Si vous le voulez bien, aujourd’hui parlons Europe !

Avez-vous remarqué, Monseigneur, le discours des médias depuis quelques semaines ? Alors que l’on pourrait s’attendre de leur part (par devoir d’information n’est ce pas ?) qu’ils nous parlent des différents candidats, des différents programmes, du rôle du Parlement Européen, des différentes politiques communautaires, etc, nous entendons déjà parler du taux record d’abstention.

Extraordinaire tout de même ! Mais à quel jeu joue t’on ?

 

A côté de cela, les hommes politiques ont le même comportement. J’entendais tout à l’heure à la maison de la presse, une personne parler à un ami et dire qu’elle cherchait une revue sur les élections européennes, elle ne connaissait pas les programmes....Et elle est repartie sans rien.

Encore une fois, Monseigneur, à quel jeu joue t’on ?

 

Et bien je crois que la réponse est assez simple. 80% de la législation française est issue directement ou indirectement de la réglementation communautaire. En clair, énormément d’éléments de notre vie quotidienne se décident à Bruxelles et à Strasbourg. Cela devrait intéresser tout le monde.....mais si l’on répète trop souvent que notre réglementation est majoritairement d’origine communautaire, sur qui pourrons-nous taper ?

Prenons un exemple récurrent.

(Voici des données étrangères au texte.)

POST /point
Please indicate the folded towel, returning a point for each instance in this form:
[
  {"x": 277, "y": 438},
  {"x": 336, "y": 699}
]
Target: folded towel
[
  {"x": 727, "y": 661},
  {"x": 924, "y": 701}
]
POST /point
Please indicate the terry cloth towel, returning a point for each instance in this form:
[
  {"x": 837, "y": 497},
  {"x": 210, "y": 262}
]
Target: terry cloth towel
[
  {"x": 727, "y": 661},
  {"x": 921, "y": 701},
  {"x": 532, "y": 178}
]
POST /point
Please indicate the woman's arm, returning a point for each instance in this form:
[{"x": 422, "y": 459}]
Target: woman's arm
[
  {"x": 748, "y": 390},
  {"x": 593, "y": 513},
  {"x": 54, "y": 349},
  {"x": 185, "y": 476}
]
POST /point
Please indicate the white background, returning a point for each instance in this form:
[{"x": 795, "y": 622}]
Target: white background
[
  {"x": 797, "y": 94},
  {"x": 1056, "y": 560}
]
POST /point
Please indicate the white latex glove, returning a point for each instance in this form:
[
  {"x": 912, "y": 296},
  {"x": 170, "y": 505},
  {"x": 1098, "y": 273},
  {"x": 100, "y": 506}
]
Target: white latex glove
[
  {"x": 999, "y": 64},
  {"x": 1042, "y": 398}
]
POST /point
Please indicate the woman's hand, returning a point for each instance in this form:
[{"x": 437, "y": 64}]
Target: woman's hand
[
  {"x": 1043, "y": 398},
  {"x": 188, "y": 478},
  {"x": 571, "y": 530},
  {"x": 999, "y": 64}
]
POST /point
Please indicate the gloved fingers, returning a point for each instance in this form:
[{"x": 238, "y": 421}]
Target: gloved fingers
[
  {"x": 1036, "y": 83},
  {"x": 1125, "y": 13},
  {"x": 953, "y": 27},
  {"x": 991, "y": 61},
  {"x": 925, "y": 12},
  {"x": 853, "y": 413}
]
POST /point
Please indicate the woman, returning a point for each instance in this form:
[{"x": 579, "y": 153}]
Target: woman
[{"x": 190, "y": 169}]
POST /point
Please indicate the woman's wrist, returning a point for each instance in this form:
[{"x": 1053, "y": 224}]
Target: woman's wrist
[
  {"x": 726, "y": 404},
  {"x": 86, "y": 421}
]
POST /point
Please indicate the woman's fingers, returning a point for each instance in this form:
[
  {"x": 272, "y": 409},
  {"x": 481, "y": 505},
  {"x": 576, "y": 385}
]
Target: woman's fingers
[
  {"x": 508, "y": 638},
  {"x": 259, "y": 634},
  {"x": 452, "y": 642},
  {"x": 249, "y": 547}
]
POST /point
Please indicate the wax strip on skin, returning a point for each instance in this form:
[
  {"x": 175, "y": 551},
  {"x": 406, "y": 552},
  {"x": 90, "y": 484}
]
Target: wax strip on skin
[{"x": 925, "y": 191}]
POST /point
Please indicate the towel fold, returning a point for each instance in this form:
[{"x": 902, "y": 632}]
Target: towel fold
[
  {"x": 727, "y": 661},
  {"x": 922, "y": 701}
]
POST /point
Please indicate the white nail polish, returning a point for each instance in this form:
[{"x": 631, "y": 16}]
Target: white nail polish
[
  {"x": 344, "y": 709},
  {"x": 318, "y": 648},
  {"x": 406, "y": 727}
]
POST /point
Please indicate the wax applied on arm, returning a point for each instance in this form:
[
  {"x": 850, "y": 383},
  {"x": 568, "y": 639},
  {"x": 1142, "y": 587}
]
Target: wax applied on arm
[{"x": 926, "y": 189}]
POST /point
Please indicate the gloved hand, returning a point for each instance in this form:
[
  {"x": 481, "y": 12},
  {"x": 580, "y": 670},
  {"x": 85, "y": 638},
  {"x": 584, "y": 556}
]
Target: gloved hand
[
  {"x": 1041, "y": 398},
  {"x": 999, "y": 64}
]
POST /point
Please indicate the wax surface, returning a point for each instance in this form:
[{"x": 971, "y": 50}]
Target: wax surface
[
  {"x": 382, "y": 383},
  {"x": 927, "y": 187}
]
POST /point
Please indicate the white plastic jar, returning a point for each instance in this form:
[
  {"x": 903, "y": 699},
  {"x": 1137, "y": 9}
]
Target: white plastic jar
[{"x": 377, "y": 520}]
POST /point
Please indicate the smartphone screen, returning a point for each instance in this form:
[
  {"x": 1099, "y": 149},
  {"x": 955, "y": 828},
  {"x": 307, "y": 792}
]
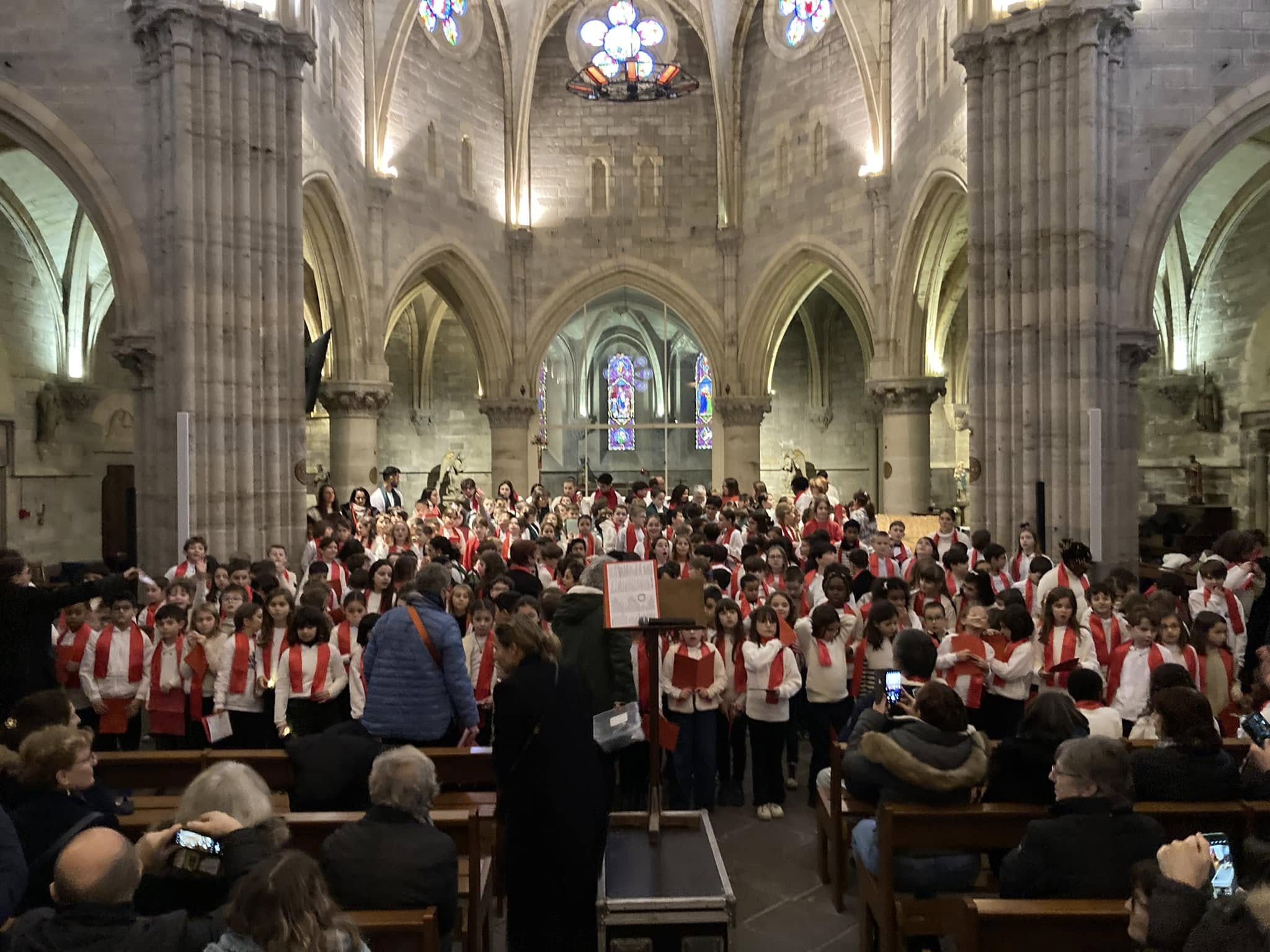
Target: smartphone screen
[
  {"x": 1223, "y": 865},
  {"x": 1256, "y": 728},
  {"x": 189, "y": 839},
  {"x": 893, "y": 687}
]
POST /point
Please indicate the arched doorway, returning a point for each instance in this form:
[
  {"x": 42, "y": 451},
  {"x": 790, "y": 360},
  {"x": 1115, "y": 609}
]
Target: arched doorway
[{"x": 626, "y": 387}]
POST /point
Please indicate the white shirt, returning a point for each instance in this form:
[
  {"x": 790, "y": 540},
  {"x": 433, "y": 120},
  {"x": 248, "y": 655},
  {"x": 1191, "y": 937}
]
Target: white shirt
[
  {"x": 825, "y": 684},
  {"x": 385, "y": 500},
  {"x": 1130, "y": 697},
  {"x": 309, "y": 655},
  {"x": 758, "y": 664},
  {"x": 116, "y": 683}
]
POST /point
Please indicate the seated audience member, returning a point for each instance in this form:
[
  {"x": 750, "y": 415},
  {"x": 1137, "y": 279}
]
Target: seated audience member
[
  {"x": 1189, "y": 762},
  {"x": 394, "y": 857},
  {"x": 1184, "y": 917},
  {"x": 55, "y": 771},
  {"x": 282, "y": 906},
  {"x": 94, "y": 880},
  {"x": 1020, "y": 767},
  {"x": 1085, "y": 685},
  {"x": 239, "y": 792},
  {"x": 1093, "y": 838},
  {"x": 928, "y": 756}
]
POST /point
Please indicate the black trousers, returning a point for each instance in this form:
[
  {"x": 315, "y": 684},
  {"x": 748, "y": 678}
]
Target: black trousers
[
  {"x": 730, "y": 748},
  {"x": 766, "y": 744},
  {"x": 826, "y": 720}
]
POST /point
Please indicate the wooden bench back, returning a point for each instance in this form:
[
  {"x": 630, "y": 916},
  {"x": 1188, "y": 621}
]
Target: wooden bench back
[{"x": 399, "y": 930}]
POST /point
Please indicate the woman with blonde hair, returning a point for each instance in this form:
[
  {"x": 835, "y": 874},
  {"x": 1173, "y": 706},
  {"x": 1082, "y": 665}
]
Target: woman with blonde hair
[
  {"x": 282, "y": 906},
  {"x": 55, "y": 771},
  {"x": 551, "y": 791}
]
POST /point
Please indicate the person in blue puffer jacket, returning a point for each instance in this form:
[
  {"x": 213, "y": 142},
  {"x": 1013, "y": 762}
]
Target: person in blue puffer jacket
[{"x": 415, "y": 695}]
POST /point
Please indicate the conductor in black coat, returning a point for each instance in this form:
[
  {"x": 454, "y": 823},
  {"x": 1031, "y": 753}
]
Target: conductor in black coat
[
  {"x": 550, "y": 792},
  {"x": 27, "y": 619}
]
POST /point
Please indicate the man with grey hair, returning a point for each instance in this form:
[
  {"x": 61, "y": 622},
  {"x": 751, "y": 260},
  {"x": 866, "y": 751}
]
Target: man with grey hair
[
  {"x": 417, "y": 684},
  {"x": 1093, "y": 838},
  {"x": 394, "y": 857}
]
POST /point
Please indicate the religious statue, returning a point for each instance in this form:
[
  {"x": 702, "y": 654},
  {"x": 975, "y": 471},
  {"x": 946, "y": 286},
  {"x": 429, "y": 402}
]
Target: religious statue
[
  {"x": 1194, "y": 482},
  {"x": 1208, "y": 405}
]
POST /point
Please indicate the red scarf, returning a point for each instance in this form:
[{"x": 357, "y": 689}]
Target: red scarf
[
  {"x": 136, "y": 653},
  {"x": 1064, "y": 579},
  {"x": 241, "y": 664},
  {"x": 1098, "y": 628},
  {"x": 974, "y": 645},
  {"x": 1155, "y": 658},
  {"x": 1071, "y": 637},
  {"x": 486, "y": 673},
  {"x": 1235, "y": 616},
  {"x": 295, "y": 666},
  {"x": 71, "y": 654},
  {"x": 345, "y": 639},
  {"x": 167, "y": 707},
  {"x": 775, "y": 674}
]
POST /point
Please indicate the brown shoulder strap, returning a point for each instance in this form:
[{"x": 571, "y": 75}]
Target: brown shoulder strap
[{"x": 424, "y": 633}]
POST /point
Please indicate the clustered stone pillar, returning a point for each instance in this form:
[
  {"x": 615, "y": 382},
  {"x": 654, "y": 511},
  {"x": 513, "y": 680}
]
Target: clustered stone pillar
[
  {"x": 742, "y": 418},
  {"x": 224, "y": 232},
  {"x": 1044, "y": 343},
  {"x": 355, "y": 410},
  {"x": 510, "y": 439},
  {"x": 906, "y": 441}
]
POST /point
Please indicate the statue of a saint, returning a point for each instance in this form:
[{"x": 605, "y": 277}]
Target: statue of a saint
[{"x": 1194, "y": 482}]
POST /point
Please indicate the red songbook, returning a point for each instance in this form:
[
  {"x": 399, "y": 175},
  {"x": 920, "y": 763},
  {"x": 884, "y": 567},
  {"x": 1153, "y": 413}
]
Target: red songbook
[
  {"x": 116, "y": 718},
  {"x": 691, "y": 673},
  {"x": 788, "y": 637}
]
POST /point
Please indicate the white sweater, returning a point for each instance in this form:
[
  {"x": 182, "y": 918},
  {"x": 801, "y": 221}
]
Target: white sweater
[
  {"x": 758, "y": 663},
  {"x": 693, "y": 702},
  {"x": 825, "y": 685}
]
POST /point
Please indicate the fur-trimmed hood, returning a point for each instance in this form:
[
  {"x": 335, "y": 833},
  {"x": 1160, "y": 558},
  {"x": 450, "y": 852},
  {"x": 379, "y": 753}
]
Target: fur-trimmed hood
[{"x": 921, "y": 756}]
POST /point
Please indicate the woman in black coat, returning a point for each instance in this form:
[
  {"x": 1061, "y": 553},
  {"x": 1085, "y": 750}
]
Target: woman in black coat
[
  {"x": 550, "y": 792},
  {"x": 1189, "y": 763},
  {"x": 1019, "y": 772},
  {"x": 27, "y": 619}
]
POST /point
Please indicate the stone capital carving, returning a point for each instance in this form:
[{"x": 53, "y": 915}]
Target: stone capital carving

Dans le cas des marins-pêcheurs, régulièrement, ils nous font l’honneur de bloquer nos ports en raison par exemple d’une augmentation du prix du pétrole et d’une baisse des taux admissibles de captures et quotas, entrainant de plus en plus ce que l’on appelle une « rémunération négative » (à savoir, c’est le marin qui doit des sous à l’armateur). Dans son extrême générosité, le Gouvernement propose une aide aux pêcheurs s’élevant à plusieurs milliards, et cela en toute innocence. Et qu’arrive t-il quelques semaines plus tard ? La commission européenne demande aux pêcheurs de rembourser les sommes reçues. Pourquoi ? Car, toutes les aides d’Etat aux entreprises doivent obtenir l’aval de la commission avant d’être versées, afin que celle-ci vérifie qu’il n’est pas distorsion de la concurrence. Le processus peut être contesté en soi (mais là encore faut-il faire le choix de voter aux européennes), mais observez, Monseigneur, la malhonnêteté dont font preuve nos ministres, attribuant la faute à Bruxelles, et faisant peser le coût aux marins-pêcheurs.

 

 

Cela m’attriste jours après jours, car voyez-vous je suis un européen convaincu. « Royaliste et européen convaincu ???? » Et oui !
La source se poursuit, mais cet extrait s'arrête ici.